Mike Leflar

Current position
- Title: Head coach
- Team: UMass
- Conference: MAC
- Record: 45–49 (.479)

Biographical details
- Alma mater: Boston College

Coaching career (HC unless noted)
- 2003–2004: Penn (asst.)
- 2004–2012: Boston (asst.)
- 2012–2014: Boston (assoc. HC)
- 2014–2015: Binghamton (assoc. HC)
- 2015–2017: Northeastern (asst.)
- 2017–2018: Northeastern (assoc. HC)
- 2018–2021: UMass (asst.)
- 2021–2023: UMass (assoc. HC)
- 2023–present: UMass

Head coaching record
- Overall: 45–49 (.479)

= Mike Leflar =

American basketball player and coach

Mike Leflar is an American women's basketball coach who is currently the women's basketball head coach at the University of Massachusetts.

==Early life and education==
Leflar is from Horsham, Pennsylvania. In 2002 he earned a bachelor’s degree in communications from Boston College.

==Coaching career==
Before coming to UMass, he served as an assistant women's basketball coach at Penn, Boston, Binghamton, and Northeastern.

===UMass===
In 2018 he was hired as an assistant under Tory Verdi.

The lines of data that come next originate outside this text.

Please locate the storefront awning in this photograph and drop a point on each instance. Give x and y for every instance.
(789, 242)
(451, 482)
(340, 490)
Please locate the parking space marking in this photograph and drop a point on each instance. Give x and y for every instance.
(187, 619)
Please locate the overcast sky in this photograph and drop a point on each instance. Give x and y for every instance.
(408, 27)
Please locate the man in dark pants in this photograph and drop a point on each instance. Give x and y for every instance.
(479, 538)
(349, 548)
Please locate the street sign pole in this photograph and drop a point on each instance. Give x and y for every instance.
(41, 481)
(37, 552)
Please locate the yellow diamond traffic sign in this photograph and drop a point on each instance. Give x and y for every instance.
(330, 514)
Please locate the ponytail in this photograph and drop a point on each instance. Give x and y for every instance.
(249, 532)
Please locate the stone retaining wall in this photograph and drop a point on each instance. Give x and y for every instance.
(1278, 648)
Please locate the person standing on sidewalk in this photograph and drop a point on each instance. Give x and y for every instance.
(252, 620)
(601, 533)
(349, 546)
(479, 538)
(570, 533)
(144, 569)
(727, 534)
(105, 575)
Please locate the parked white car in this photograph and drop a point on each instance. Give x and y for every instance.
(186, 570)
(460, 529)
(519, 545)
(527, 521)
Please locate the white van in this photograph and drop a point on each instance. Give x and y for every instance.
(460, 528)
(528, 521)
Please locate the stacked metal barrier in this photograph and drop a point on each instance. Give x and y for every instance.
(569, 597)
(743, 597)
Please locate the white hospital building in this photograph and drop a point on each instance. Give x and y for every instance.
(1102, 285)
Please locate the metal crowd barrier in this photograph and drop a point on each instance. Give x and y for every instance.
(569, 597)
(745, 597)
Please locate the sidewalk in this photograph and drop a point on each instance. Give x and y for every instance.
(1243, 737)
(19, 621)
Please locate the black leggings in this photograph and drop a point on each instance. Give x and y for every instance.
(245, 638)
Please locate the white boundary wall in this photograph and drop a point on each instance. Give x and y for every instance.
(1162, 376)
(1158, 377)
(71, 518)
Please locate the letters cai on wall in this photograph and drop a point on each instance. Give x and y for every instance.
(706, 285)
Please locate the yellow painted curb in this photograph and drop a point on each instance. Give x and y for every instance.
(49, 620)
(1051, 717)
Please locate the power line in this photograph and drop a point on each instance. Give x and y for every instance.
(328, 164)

He was promoted to associate head coach in 2021. After Verdi accepted the head coaching position at Pittsburgh, he was promoted to head coach on April 10, 2023. Through his first two seasons he has an overall record of 22–42.

==Head coaching record==

Record table
Season: Team; Overall; Conference; Standing; Postseason
Atlantic 10 (Atlantic 10 Conference) (2023–2025)
2023–24: UMass; 5–27; 2–16; 14th
2024–25: UMass; 17–15; 11–7; 7th
UMass (A10):: 22–42 (.344); 13–23 (.361)
UMass (Mid-American Conference) (2025-–present)
2025–26: UMass; 23–7; 15–3; 3rd
UMass (MAC):: 23–7 (.767); 15–3 (.833)
UMass:: 45–49 (.479); 28–26 (.519)
Total:: 45–49 (.479)
National champion Postseason invitational champion Conference regular season champion Conference regular season and conference tournament champion Division regular season champion Division regular season and conference tournament champion Conference tournament champion

==Personal life==
He is married to his wife Kate. They have two sons, Graham and Jackson.